Closed piwling closed 4 years ago
Hi, Yes, different read lengths will affect things because (1) It is easier to detect homology to the ribosomal proteins on longer reads. SIngleM looks specifically for regions that are easy to detect in the windowing operation, but the issue does still remain. (2) Do you imagine that the lack of clustering is a bug in the software, or just reality? 16S methods tend to oversimplify the community compared to SingleM in my experience, but it's hard for me to know whether what you are seeing is unexpected because I know little about your samples. If you directly query a rarefied sample against another instead of clustering, is there much more overlap?

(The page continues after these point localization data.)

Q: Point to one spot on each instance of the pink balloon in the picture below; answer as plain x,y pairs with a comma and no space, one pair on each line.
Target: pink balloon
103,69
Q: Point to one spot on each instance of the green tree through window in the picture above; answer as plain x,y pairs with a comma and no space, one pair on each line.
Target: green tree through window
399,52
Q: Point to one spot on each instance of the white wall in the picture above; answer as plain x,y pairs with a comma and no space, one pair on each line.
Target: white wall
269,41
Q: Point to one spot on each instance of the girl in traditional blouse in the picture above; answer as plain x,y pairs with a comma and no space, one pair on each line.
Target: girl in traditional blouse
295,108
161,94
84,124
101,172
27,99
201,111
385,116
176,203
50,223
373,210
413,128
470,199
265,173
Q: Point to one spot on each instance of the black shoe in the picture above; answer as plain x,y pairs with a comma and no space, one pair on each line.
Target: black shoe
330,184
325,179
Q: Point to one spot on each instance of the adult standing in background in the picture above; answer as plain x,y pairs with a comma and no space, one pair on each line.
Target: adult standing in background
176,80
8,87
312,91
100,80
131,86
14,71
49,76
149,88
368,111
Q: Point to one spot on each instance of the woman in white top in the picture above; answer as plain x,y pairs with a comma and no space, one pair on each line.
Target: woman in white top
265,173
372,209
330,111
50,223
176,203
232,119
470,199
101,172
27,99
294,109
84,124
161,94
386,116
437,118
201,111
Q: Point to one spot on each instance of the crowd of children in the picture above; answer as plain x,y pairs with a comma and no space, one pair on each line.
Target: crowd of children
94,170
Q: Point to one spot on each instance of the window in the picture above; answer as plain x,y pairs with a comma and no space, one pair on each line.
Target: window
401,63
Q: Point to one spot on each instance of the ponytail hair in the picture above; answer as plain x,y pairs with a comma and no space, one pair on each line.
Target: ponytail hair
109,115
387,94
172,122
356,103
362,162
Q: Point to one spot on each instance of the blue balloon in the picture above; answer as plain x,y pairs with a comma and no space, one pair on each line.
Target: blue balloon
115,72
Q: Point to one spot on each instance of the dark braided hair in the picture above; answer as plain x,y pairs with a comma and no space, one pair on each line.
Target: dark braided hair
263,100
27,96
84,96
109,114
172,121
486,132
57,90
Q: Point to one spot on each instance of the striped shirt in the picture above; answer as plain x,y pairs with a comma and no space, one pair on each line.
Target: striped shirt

Hi, (1) My samples were all about marine sediment metagenomes, and they were download from NCBI. So the read lengths vary greatly. (2) I wanna to find more common OTUs between these samples. When I directly query a rarefied sample against another instead of clustering, there is much less overlap.
If querying with the same divergence as the clustering uses, then unfortunately that's just the reality of the situation - your samples do not share many OTUs, at least at that level of rarefaction. This doesn't appear to be a bug in singlem then, which is happy for me, but less happy for you I guess.
Hi, If my samples do not share many OTUs, that's certainly a pity for me. Thank you all the same.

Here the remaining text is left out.